Dans « La raison dans l’histoire » (1837), un ouvrage posthume composé à partir de notes de cours, Hegel observe que « … ce que l’histoire et l’expérience nous enseigne, c’est que ni les peuples ni les gouvernements n’ont jamais rien appris de l’histoire, et encore moins agi selon ses leçons ». C’est vrai : s’il en avait été autrement, aucune civilisation ayant gardé le souvenir de celles qui l’ont précédée ne serait jamais morte.

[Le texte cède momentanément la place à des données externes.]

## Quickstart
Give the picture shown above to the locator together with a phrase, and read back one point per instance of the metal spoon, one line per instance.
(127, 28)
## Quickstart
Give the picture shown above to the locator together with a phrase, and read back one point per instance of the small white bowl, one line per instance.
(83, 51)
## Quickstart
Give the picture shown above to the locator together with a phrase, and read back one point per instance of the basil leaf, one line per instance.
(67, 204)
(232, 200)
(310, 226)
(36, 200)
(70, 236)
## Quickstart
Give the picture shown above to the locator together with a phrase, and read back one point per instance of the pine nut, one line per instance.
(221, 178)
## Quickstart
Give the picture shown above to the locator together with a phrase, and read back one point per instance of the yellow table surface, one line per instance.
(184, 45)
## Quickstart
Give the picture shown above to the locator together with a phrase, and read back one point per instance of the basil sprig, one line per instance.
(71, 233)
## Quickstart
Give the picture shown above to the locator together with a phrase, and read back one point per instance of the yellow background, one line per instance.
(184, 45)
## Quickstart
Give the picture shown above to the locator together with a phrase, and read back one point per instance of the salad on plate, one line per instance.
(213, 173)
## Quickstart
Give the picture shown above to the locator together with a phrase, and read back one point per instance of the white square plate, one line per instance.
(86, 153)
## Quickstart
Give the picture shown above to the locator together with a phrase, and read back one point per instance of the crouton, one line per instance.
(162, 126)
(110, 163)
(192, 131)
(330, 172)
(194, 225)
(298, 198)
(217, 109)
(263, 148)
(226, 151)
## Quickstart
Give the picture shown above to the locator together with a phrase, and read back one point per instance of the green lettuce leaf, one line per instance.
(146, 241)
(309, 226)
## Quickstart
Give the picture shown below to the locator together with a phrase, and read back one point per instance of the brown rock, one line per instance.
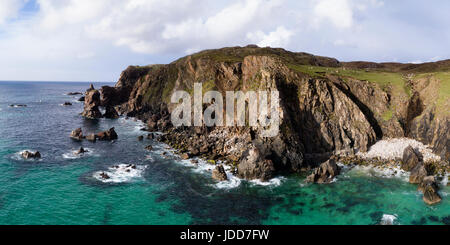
(77, 134)
(91, 105)
(410, 159)
(219, 173)
(417, 174)
(92, 137)
(325, 173)
(107, 135)
(30, 155)
(110, 113)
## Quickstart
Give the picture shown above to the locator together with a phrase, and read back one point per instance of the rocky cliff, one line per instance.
(327, 107)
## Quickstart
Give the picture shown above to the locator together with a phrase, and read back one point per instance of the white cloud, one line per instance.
(338, 12)
(10, 9)
(278, 38)
(75, 37)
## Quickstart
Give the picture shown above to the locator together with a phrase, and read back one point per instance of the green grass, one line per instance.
(383, 79)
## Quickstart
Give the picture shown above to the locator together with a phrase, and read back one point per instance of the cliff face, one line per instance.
(327, 107)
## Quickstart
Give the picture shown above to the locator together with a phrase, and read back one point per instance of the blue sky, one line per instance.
(85, 40)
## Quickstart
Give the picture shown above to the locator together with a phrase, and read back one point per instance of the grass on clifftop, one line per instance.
(384, 79)
(443, 99)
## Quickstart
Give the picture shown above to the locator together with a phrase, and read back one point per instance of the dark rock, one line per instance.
(81, 151)
(30, 155)
(77, 134)
(325, 173)
(111, 113)
(417, 174)
(253, 166)
(104, 175)
(92, 137)
(219, 173)
(107, 135)
(91, 105)
(184, 156)
(410, 159)
(430, 188)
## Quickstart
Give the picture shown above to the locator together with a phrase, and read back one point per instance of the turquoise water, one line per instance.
(62, 189)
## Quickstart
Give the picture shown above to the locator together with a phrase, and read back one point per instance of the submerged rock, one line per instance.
(430, 188)
(219, 173)
(417, 174)
(92, 137)
(91, 105)
(30, 155)
(110, 113)
(107, 135)
(81, 151)
(254, 167)
(410, 159)
(325, 173)
(77, 134)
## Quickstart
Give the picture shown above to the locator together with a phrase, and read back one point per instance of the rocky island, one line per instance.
(331, 111)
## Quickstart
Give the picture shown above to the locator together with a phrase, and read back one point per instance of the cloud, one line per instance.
(85, 39)
(278, 38)
(338, 12)
(10, 9)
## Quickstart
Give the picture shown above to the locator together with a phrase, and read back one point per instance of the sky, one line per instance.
(95, 40)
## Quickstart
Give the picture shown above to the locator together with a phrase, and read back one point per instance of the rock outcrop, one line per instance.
(219, 173)
(325, 173)
(77, 134)
(107, 135)
(91, 105)
(430, 188)
(325, 109)
(31, 155)
(410, 159)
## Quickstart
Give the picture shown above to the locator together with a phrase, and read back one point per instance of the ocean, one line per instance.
(63, 188)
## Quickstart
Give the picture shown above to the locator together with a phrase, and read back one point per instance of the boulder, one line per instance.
(325, 173)
(81, 151)
(77, 134)
(254, 166)
(91, 105)
(184, 156)
(30, 155)
(219, 174)
(107, 135)
(417, 174)
(110, 113)
(91, 137)
(430, 188)
(104, 175)
(410, 159)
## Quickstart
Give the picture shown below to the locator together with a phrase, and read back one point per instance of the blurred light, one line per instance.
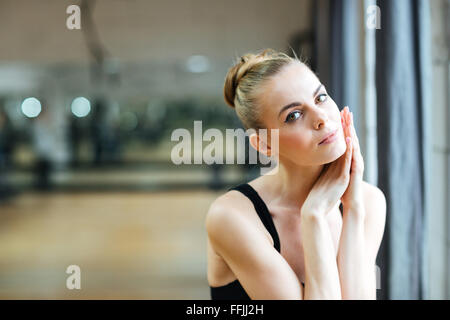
(81, 107)
(31, 107)
(129, 121)
(197, 64)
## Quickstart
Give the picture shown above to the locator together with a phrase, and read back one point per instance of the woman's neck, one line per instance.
(292, 183)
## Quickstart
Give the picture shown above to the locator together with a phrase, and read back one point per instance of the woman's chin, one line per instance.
(335, 150)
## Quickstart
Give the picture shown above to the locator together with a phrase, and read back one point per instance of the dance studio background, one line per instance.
(86, 175)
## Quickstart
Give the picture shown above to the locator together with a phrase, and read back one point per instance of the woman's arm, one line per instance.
(363, 226)
(321, 271)
(260, 268)
(355, 271)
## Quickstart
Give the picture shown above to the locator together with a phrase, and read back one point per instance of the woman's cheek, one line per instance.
(293, 144)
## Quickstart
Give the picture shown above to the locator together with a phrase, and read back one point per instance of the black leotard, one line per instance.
(234, 289)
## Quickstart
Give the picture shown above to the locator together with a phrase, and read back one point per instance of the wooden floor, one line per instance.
(139, 245)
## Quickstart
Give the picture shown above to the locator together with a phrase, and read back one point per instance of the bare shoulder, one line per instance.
(232, 218)
(231, 211)
(375, 207)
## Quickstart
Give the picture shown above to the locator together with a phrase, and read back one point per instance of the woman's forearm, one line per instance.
(321, 271)
(355, 272)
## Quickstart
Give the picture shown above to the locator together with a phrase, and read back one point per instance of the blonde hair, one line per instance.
(245, 77)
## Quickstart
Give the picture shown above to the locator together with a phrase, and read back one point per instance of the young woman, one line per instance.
(311, 230)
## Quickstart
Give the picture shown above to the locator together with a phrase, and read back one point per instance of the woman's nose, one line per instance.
(320, 118)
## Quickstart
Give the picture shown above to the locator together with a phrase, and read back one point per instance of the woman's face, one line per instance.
(295, 102)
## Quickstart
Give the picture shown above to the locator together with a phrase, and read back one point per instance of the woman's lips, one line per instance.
(329, 138)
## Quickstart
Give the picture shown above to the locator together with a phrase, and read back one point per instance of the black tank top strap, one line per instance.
(261, 210)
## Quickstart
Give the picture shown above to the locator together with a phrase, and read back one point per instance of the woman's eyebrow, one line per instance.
(294, 104)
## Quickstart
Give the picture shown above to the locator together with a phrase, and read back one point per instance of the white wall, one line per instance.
(438, 232)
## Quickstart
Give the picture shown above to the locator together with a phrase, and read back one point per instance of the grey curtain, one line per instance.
(403, 92)
(403, 86)
(337, 46)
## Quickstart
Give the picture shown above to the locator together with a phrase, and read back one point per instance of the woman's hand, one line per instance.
(330, 185)
(352, 197)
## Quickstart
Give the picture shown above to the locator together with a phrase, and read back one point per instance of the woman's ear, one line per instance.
(260, 145)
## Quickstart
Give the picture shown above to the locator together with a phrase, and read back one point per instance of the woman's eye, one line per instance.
(321, 98)
(293, 116)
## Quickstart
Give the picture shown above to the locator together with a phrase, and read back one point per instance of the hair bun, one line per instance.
(240, 69)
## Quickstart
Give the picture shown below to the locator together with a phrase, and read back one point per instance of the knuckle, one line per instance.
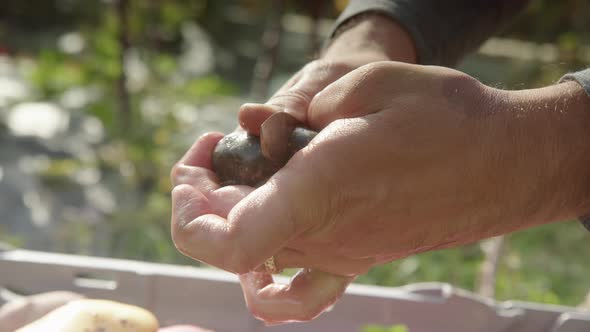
(235, 257)
(175, 172)
(308, 313)
(292, 97)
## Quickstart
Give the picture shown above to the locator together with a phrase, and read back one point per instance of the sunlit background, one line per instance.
(98, 99)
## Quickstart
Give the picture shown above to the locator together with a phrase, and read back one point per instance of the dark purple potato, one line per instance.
(239, 157)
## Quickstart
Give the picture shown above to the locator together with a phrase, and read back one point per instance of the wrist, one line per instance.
(549, 127)
(375, 34)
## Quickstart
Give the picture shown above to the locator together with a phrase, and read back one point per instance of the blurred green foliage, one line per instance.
(546, 264)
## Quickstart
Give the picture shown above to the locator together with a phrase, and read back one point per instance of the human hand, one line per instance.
(427, 158)
(370, 38)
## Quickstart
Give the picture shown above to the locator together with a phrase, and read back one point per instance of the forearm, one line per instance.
(442, 31)
(549, 133)
(376, 34)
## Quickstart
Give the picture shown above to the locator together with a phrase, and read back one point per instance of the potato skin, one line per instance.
(238, 159)
(95, 315)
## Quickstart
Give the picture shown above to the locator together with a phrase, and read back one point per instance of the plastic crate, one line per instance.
(213, 299)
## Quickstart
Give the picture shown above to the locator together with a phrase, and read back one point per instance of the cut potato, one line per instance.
(95, 316)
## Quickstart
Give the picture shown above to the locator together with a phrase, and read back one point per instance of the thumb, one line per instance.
(278, 211)
(358, 93)
(293, 100)
(294, 97)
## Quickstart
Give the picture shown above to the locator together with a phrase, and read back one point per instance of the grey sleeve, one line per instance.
(583, 78)
(443, 31)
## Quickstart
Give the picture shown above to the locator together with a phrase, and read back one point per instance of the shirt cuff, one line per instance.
(582, 77)
(399, 12)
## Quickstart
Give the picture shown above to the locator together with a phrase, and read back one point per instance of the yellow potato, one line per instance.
(94, 316)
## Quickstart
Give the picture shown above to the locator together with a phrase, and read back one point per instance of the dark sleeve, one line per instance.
(583, 78)
(443, 30)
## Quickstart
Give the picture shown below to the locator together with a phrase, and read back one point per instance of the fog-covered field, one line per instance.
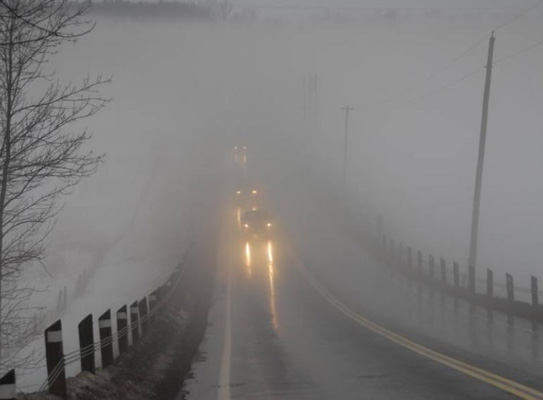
(182, 94)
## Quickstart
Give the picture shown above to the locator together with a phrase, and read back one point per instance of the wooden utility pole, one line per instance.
(480, 161)
(347, 110)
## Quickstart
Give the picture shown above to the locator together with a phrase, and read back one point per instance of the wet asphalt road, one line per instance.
(272, 335)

Faute de tirer les leçons de l’histoire, les hommes n’ont cependant jamais cessé de tenter de la déchiffrer et quand on la lit, l’attention se porte de préférence, soit sur ce qui revient sous la même forme, soit sur ce que l’on n’a jamais vu auparavant. Il est bien sûr essentiel de saisir la proportion dans laquelle se présentent ces deux ingrédients : le même et le différent, et plus particulièrement dans les périodes de transition. On ne peut savoir où l’on va si l’on ne détermine pas d’abord si l’époque où l’on vit se situe davantage sous le signe de l’inédit ou sous celui de l’éternel retour. Dans le premier cas, les processus que l’on observe sont en voie d’achèvement, dans le second, ils sont destinés à se poursuivre. Il faut pour cela savoir distinguer les ruptures des continuités et si les premières l’emportent sur les secondes, l’époque est au changement radical. Et c’est pourquoi cette capacité à lire l’histoire est moins essentielle quand on est aux premiers temps d’une époque nouvelle que quand, comme aujourd’hui, une époque épuisée touche à sa fin.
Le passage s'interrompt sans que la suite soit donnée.